# Album Paph hybrids



## NYEric (Dec 16, 2011)

I dont post my collections anymore because so many things have changed and I no longer know what I have. 
A few months ago there was a Paph Magic Lantern (delenatii x micranthum) album on eBay. I was wondering if someone on this forum got the plant. I have only seen it once before at Woodstream. I was looking thru the catalog of Formosa Orchids, who I assumed would have this cross, and they did not have it. Do any members know of a supply for this cross?


----------



## NYEric (Dec 19, 2011)

Bump!


----------



## Lycaste53 (Dec 19, 2011)

I don´t understand what you want to say with:´..I dont post my collections anymore....and I no longer know what I have..´
That´s quite cryptic...is it
a problem with taxonomy?
a problem with lost labels
a problem with beeing upset to post any more?
If you dont know what you have, you shold post it and some of us will be quite engaged to help you by re- labeling


----------



## Hakone (Dec 19, 2011)

NYEric said:


> I dont post my collections anymore because so many things have changed and I no longer know what I have.
> A few months ago there was a Paph Magic Lantern (delenatii x micranthum) album on eBay. I was wondering if someone on this forum got the plant. I have only seen it once before at Woodstream. I was looking thru the catalog of Formosa Orchids, who I assumed would have this cross, and they did not have it. Do any members know of a supply for this cross?

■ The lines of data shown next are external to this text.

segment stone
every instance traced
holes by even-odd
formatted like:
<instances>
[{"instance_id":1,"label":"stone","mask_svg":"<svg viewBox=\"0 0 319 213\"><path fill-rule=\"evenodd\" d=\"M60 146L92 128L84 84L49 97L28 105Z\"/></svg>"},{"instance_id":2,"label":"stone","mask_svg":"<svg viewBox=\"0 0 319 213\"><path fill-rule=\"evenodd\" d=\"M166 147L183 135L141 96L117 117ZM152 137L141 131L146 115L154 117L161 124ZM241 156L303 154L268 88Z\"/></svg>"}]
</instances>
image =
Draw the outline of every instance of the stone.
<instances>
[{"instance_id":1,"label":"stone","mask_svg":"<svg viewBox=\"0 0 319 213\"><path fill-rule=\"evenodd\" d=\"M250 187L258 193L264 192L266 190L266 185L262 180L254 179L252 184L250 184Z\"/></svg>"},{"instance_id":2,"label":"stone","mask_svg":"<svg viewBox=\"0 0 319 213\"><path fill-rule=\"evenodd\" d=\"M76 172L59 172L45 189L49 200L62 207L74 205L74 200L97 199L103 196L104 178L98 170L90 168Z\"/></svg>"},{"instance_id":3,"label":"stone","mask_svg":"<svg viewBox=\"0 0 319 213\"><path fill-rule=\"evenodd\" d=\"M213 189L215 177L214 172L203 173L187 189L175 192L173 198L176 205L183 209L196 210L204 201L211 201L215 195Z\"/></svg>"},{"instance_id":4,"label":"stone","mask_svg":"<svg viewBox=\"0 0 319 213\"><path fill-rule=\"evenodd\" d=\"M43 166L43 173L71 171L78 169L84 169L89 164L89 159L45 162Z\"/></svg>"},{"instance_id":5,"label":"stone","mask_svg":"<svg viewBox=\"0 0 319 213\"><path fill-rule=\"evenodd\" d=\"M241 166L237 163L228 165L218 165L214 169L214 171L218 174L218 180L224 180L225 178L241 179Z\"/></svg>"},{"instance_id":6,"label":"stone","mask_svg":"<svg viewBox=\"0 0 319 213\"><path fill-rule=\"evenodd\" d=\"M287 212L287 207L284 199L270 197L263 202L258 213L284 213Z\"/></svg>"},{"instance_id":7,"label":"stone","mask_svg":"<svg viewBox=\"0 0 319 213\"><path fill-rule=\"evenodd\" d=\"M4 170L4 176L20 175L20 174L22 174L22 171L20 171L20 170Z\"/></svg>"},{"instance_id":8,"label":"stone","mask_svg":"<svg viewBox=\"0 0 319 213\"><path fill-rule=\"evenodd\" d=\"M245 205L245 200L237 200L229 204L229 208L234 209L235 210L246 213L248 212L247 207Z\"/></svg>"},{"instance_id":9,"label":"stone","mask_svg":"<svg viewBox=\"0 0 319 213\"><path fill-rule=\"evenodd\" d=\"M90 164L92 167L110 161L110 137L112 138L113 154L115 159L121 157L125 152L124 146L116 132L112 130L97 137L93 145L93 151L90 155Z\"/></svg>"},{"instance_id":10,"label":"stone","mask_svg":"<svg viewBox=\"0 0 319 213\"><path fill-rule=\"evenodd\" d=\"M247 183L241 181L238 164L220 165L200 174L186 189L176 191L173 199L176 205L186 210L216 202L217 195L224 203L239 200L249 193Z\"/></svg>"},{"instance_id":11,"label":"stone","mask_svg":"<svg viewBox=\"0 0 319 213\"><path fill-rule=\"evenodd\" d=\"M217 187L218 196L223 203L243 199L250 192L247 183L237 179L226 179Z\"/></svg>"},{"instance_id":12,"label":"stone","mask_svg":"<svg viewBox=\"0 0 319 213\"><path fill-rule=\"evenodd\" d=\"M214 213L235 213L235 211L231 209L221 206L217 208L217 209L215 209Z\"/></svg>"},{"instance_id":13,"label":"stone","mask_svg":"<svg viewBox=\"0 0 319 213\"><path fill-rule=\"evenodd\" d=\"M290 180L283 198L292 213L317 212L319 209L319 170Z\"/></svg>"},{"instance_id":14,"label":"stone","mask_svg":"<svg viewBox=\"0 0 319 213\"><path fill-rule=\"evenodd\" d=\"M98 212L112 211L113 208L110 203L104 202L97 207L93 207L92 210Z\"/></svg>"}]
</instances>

http://www.sunsetvalleyorchids.com/htm/photo_detail.php?prod=1088


----------



## tomkalina (Dec 19, 2011)

Hi Eric,

We have them in the lab, but flasks won't be available until May-June, 2012. The cross is Paph. Magic Lantern (micranthum fma album `Egret' x delenatii fma album `Snowflake'). Here's a photo of our ML 'Opalescent' JC/AOS clone; FYI - there have only been two awards to this form, and both showed faint traces of pink in the petal veins. I don't know of any 'pure' albums - maybe when we self 'Opalescent'?





Uploaded with ImageShack.us


----------



## wojtek (Dec 19, 2011)

NYEric said:


> I dont post my collections anymore because so many things have changed and I no longer know what I have.
> A few months ago there was a Paph Magic Lantern (delenatii x micranthum) album on eBay. I was wondering if someone on this forum got the plant. I have only seen it once before at Woodstream. I was looking thru the catalog of Formosa Orchids, who I assumed would have this cross, and they did not have it. Do any members know of a supply for this cross?




Eric, If you have too many orchids, you can send some plants to me :


----------



## NYEric (Dec 19, 2011)

Lycaste53 said:


> I don´t understand what you want to say with:´..I dont post my collections anymore....and I no longer know what I have..´
> That´s quite cryptic...is it
> a problem with taxonomy?
> a problem with lost labels
> ...


Lost some plants (many) during summer heat; have some "interesting" plants, have many plants and little time. 



Hakone said:


> http://www.sunsetvalleyorchids.com/htm/photo_detail.php?prod=1088


Thanks, I'm sure this is an archived link. 



tomkalina said:


> Hi Eric,
> 
> We have them in the lab, but flasks won't be available until May-June, 2012.


Well, you know I'm good for a couple, thanks!


----------